I. Insufficient Monitoring of the Limited Partnership After Investment
(d) The investment manager was not aware that the general partner failed to prepare an amendment agreement regarding the change of the business year of the limited partnership and that the general partner continued to receive management fees in accordance with the out-of-date business year.
Case 3: Trust Bank = > Three months business suspension
Prior to Investment
I. Insufficient Due Diligence Conducted on the Target Limited Partnership and the General Partner
(a) The trust bank did not have an appropriate system to review and monitor investments in the limited partnership. Due diligence of the limited partnership and the general partner was conducted only by sales personnel (rather than by the fund managers with review by the compliance department).
I. Insufficient Monitoring After Investment
(b) The trust bank had not developed systems to perform the continuous monitoring of performance of the general partner and failed to take appropriate actions for a significant time following an adverse opinion being issued against the unlisted company (into which the limited partnership had invested) by an auditing firm.
These cases are the first to explore the scope of the "duty of care" by investment managers and trust banks in the aftermath of the AIJ Scandal.
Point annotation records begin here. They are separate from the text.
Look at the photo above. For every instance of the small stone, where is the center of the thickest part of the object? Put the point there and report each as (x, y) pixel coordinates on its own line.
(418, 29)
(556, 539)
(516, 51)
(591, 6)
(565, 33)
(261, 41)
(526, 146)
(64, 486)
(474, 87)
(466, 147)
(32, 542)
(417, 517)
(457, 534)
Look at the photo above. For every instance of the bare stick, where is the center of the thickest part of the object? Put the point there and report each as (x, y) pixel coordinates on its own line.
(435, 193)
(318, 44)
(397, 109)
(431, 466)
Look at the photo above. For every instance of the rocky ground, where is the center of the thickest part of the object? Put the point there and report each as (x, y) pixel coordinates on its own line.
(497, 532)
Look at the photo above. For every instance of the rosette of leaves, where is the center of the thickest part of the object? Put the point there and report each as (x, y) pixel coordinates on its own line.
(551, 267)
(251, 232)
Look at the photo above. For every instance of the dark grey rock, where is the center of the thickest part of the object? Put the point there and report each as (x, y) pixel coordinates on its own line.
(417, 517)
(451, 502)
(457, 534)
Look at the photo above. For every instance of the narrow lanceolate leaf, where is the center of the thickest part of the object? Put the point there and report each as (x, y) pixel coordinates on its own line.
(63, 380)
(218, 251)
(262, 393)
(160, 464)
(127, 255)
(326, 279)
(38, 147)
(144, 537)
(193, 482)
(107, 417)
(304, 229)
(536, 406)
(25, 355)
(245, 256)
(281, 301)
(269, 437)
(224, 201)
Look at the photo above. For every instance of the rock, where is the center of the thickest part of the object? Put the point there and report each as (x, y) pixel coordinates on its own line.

As such, not only do these cases bear on the facts in that scandal, these cases also merit close study by all firms engaged in asset management (and other service providers) in respect of Japanese pension fund monies and investors generally. While the "duty of care" has for a long time been explicitly provided in the law, some observers in the Tokyo financial community view these decisions as having "raised the bar" considerably with respect to the scope of the duty of care applicable to asset managers and trust banks.
1—In connection with these cases, the Kanto Local Finance Bureau also released a written caution to two Article 63 notification filers to stop to providing false statements to clients. One of such filer was cautioned to stop misappropriation of the assets of the fund as well.